The black cherry tree is usually found in forest situations and is a fruit producing tree. The name makes it sound like you could harvest this tree and make a cherry pie but that is not the case.  The berries like on the left hand side are small and are often food for birds, insects and other animals.
The black cherry grow in the region that spreads to the edge of the Minneapolis metro area.  It is best known and most easily recognized by its very rough trunk.  The pictures on the left hand side will give you a good idea of how to recognize you have a black cherry tree.
There are two main diseases that effect the black cherry.  One of the diseases effects many trees so it is good to look at the picture to the right here and make sure none of your trees have a similar growth on the branches.  The fungus disease shown is called black knot.  It effects most berry producing trees and shrubs.  As you can see the fungus wraps itself around the trunk and lives off the branches resources sucking it dry and killing branches one by one.
The best resolution to this disease is cutting off all black knots, disinfecting them and contacting a professional like Arbor Doctor to inject the tree with a fungicide that will keep black knots from forming in the future.
The next thing you have to look for in black cherry trees in our region is called the shothole borer.  It is pictured on the right hand side and it can cause major damage to a tree.  It lays its eggs in the tree as it bores into the tree before fall.  The eggs hatch into larve and start eating the living layers of the tree until it is no longer able to transfer water and nutrients that it absorbes from the soil.
Like all borers it emerges in the summer time and it leaves a tell tail sign that it has been there.  In this case you see the picture with the small rounded holes in it.  It is always important to inspect any small downed branches in your yard.  Insects usually start with branches that are around 1" in diameter.  Early detection of an insect will help save your trees.

What to look for

1.  Black knots forming on branches
2.  Downed branches approximately 1" in diameter
3.  Holes in branches or on trunk
4.  Dieback of the crown or loss of branches
5.  Tree holding on to brown leaves in summer
Rosaceae family
Emerald Ash Borer, dutch elm disease, maple wilt, disease control, tree treatments
Common Name: Black cherry

Scientific name: Padas serotina
Leaves: Spear shaped leaves, 3-5" long, 2-3" broad.  Shiny front cuticle
Bark: Broken, dark grey to black
Height: 100" max
Spread: 50-70'
General info: Medium sized tree often found in woods or residentially as ornamental.  These trees have black berries that are often eatne by birds.  Not an edible food source for humans. 

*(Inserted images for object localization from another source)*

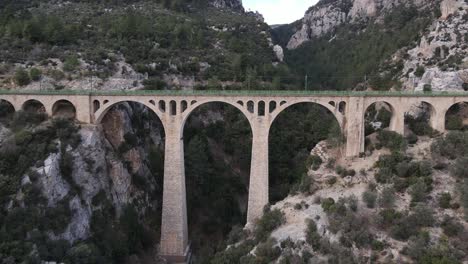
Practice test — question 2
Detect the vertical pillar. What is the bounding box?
[431,108,446,133]
[76,95,92,124]
[247,117,270,224]
[345,97,365,157]
[389,107,405,135]
[160,116,189,262]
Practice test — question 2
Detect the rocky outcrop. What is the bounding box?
[394,0,468,91]
[209,0,244,12]
[286,0,436,49]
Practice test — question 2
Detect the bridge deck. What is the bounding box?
[0,89,467,97]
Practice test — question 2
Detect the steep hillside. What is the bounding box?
[274,0,467,91]
[0,0,293,91]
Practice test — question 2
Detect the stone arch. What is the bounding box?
[445,101,468,131]
[22,99,46,113]
[247,101,254,113]
[180,99,254,230]
[170,100,177,116]
[364,101,396,135]
[93,100,101,113]
[181,100,188,113]
[0,99,15,120]
[271,100,344,129]
[269,101,277,113]
[404,101,437,135]
[159,100,166,113]
[258,101,266,116]
[338,101,346,114]
[52,100,77,119]
[181,99,254,138]
[94,99,164,127]
[268,101,343,203]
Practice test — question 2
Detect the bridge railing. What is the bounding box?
[0,89,467,97]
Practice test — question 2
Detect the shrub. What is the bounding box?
[321,198,335,212]
[15,68,31,86]
[438,192,452,209]
[143,78,167,90]
[441,216,463,237]
[306,155,322,171]
[255,238,281,263]
[423,84,432,92]
[377,130,406,151]
[414,66,425,77]
[254,209,285,241]
[63,56,80,72]
[363,190,377,208]
[305,219,321,250]
[30,68,42,81]
[409,179,428,204]
[378,186,396,208]
[450,157,468,179]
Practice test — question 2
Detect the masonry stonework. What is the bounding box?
[1,92,467,263]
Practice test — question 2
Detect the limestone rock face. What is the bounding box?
[440,0,464,19]
[273,45,284,62]
[209,0,244,12]
[286,0,435,49]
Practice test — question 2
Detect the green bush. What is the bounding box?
[143,78,167,90]
[321,198,336,212]
[306,155,323,171]
[450,157,468,179]
[15,68,31,86]
[63,56,80,72]
[363,190,377,208]
[377,130,406,152]
[438,192,452,209]
[254,208,285,242]
[305,219,321,250]
[378,186,396,208]
[30,68,42,81]
[441,216,463,237]
[414,66,425,77]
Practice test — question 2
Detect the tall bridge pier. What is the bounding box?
[1,90,467,262]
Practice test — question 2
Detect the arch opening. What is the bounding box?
[181,100,188,113]
[329,101,336,107]
[364,102,395,136]
[52,100,76,120]
[0,100,15,124]
[258,101,265,116]
[247,101,254,113]
[445,102,468,131]
[404,102,437,138]
[170,101,177,116]
[98,100,166,245]
[269,101,277,113]
[22,99,46,114]
[159,101,166,113]
[182,102,252,259]
[93,100,101,113]
[338,101,346,114]
[269,102,342,203]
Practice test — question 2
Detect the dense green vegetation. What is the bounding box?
[281,5,436,90]
[0,0,301,90]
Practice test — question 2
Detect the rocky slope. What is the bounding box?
[277,0,467,91]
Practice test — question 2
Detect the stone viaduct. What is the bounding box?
[0,90,467,262]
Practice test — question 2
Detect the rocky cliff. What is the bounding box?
[286,0,438,49]
[209,0,244,12]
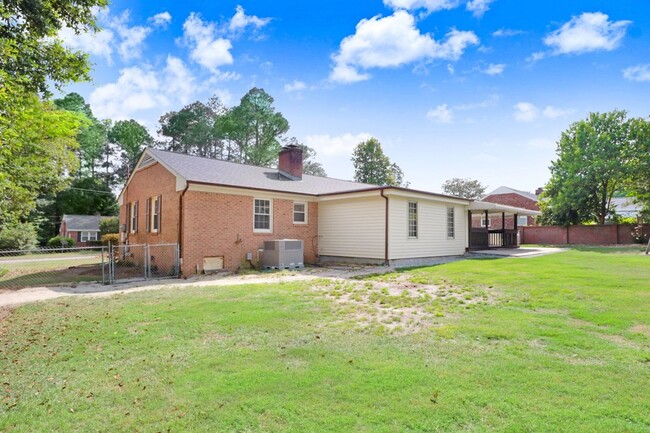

Pests and diseases: Black knot is a major issue in cherry trees.  This disease can be found below.  General practice is to cut out the knots and disinfect between cuts.
Black Knot

This disease is common in cherry trees.  Cutting out the knots is that only way to take care of this disease.  Once it is spotted it is often too late for the tree.  The black formations are calusing and restrict nutrient flow through the branches that this disease affects. 

There is no known treatment for this disease.  Make sure to disinfect your tools before cutting other branches.  The disease spreads easily by cutting methods.